In advanced forms of porphyria, the skin around the lips and gums of patients dries out, causing the incisors to be exposed to the gums, creating the impression of a grin. In addition, a special substance, porphyrin, is deposited on the teeth themselves, which colors a person’s smile (or rather, grin) in a reddish-brown color. The skin on the face and body of such people becomes thinner and bursts from exposure to sunlight, becoming covered with scars and ulcers. The disease also damages cartilage, as well as the organs of which they are composed (primarily the nose and ears). Fingers become crooked. sunlight causes the poor fellows the most severe torment, because it is under the influence of ultraviolet radiation that the breakdown of hemoglobin begins. Therefore, during the day, people suffering from porphyria try not to appear on the street, and are active only at dusk, closer to night. Either from the torment they experience, or from forced seclusion, or from some internal processes occurring in the body, these people also suffer neuropsychiatric disorders and inappropriate, including aggressive behavior.

One can imagine the horror of those who one evening or night by moonlight met one of these “cute guys” on a narrow path. Here you will believe not only in vampires and werewolves, but in anything!

Thought it was an allergy

Of course, frightening symptoms are characteristic only of the later stages of the disease, and even then not for all its types. Nevertheless, this disease, albeit not in such a pronounced form, exists to this day. The most common among all other forms, of which there are a great many, is acute intermittent porphyria (AIP).

It is believed that this rare genetic pathology affects 1 person out of 200 thousand (according to other sources, out of 100 thousand). Moreover, the heredity factor is the most important, because if one of the parents is sick, then in 25% of cases the defective gene will pass to his child. There is reason to believe that porphyria may also be a consequence of incest. But in addition to genetics, the role of accompanying circumstances and lifestyle is also important. The fact is that almost 85% of carriers of the abnormal gene live their lives without knowing about the disease they have. And manifestations of photodermatosis on the skin are considered a simple allergy. But as soon as some kind of malfunction occurs in the body, an exacerbation may occur.
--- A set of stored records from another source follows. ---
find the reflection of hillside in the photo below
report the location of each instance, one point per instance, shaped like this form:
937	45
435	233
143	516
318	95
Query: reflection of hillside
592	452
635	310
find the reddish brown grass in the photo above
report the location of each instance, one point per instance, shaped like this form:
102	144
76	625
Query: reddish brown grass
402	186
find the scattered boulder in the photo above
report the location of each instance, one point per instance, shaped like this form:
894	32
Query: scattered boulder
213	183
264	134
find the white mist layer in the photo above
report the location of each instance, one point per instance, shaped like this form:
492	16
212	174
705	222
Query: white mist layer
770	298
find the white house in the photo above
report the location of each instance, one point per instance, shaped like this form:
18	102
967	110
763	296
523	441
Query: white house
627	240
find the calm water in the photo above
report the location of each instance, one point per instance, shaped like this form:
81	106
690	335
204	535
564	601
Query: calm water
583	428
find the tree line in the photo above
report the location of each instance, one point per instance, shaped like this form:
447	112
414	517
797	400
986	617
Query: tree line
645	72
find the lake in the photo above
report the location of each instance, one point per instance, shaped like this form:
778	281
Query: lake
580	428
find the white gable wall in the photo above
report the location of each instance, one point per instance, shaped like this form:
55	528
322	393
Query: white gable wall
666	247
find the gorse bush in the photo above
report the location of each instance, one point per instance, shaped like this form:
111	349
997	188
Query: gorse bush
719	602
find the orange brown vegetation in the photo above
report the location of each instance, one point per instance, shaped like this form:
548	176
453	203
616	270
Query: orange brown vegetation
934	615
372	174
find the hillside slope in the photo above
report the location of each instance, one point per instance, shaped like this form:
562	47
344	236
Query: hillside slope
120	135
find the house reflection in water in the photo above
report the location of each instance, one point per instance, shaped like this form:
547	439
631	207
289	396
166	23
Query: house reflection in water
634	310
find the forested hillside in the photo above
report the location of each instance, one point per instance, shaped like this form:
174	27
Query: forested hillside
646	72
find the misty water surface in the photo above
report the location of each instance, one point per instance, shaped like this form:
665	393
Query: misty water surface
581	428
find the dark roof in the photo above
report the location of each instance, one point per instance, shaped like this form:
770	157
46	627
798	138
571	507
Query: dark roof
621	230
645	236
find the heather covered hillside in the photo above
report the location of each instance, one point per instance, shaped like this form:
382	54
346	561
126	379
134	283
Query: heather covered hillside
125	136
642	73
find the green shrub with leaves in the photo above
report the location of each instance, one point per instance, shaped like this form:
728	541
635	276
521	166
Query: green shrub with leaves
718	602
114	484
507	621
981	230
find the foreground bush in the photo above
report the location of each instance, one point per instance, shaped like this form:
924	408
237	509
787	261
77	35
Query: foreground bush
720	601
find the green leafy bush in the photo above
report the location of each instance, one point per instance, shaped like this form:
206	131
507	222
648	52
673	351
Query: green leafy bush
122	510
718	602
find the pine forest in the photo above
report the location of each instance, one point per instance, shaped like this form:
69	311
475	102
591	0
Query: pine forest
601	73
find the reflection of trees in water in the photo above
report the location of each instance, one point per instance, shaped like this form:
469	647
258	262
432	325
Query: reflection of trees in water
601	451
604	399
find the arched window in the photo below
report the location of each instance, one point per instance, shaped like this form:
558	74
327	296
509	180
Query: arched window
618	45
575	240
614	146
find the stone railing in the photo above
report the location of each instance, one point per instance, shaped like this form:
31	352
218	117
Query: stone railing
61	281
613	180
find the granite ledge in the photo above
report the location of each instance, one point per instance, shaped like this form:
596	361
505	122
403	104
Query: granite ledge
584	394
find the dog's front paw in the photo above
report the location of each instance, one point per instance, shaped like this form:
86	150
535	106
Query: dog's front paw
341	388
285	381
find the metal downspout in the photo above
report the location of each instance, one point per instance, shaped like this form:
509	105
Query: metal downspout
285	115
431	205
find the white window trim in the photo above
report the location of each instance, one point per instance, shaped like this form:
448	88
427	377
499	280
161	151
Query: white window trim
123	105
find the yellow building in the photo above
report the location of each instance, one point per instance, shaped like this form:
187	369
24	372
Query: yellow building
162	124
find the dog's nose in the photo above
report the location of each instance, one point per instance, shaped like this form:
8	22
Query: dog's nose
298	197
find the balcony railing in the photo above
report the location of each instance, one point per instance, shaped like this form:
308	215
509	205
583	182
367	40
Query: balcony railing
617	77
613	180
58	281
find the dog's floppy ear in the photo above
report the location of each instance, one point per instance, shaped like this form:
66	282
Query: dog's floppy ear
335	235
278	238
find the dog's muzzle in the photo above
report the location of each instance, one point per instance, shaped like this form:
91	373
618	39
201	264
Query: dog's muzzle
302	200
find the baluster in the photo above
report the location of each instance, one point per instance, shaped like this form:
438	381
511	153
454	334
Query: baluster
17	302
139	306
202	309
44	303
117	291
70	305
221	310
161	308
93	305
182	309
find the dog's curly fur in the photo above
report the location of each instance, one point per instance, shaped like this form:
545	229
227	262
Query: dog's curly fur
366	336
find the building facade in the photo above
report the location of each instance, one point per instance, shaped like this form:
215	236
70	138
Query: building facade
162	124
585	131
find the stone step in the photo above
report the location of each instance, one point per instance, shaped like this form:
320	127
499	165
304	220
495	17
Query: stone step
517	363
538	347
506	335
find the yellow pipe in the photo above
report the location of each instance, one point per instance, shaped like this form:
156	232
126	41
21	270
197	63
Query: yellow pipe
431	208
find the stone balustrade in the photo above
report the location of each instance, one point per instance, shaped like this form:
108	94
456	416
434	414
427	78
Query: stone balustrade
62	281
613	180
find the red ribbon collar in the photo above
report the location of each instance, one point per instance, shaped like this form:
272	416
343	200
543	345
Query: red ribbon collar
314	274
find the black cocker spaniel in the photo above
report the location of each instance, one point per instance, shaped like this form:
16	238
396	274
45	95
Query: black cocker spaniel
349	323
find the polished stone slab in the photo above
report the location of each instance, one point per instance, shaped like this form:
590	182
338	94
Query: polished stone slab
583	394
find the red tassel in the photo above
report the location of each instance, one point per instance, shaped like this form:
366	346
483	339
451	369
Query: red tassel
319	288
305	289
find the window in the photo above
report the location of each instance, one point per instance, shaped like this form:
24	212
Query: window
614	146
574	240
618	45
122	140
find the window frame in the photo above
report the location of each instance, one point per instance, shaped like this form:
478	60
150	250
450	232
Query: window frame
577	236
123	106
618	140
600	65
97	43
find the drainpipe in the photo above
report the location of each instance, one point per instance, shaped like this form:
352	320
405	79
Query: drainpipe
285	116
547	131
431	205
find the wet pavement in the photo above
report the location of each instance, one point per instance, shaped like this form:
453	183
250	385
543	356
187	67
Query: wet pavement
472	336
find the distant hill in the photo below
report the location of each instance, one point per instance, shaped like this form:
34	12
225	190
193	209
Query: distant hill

Most often, an outbreak of the disease is provoked by:

● strict diets;

● stress;

● taking medications (including phenobarbital, tetracyclines, bismuth-containing drugs, oral contraceptives and etc.);

● contact with pesticides (for example, agricultural fertilizers) or work in hazardous, including chemical industries;

● changes in the hormonal profile in women associated with the onset of menstruation or pregnancy;

● infectious diseases (especially previous viral hepatitis C;

● alcohol intake (80% of all patients with porphyria are partial to alcohol).

People suffering from porphyria usually end up in hospitals with complaints of acute paroxysmal abdominal pain that does not have a clear localization, as well as nausea, vomiting and constipation. All these signs indicate surgical pathology, so diagnosis and treatment may go in the wrong direction. If the diagnosis, and therefore the treatment, is incorrect, acute porphyrias end tragically in 60% of cases. And timely diagnosis and adequate therapy save almost all patients, returning them to a full life.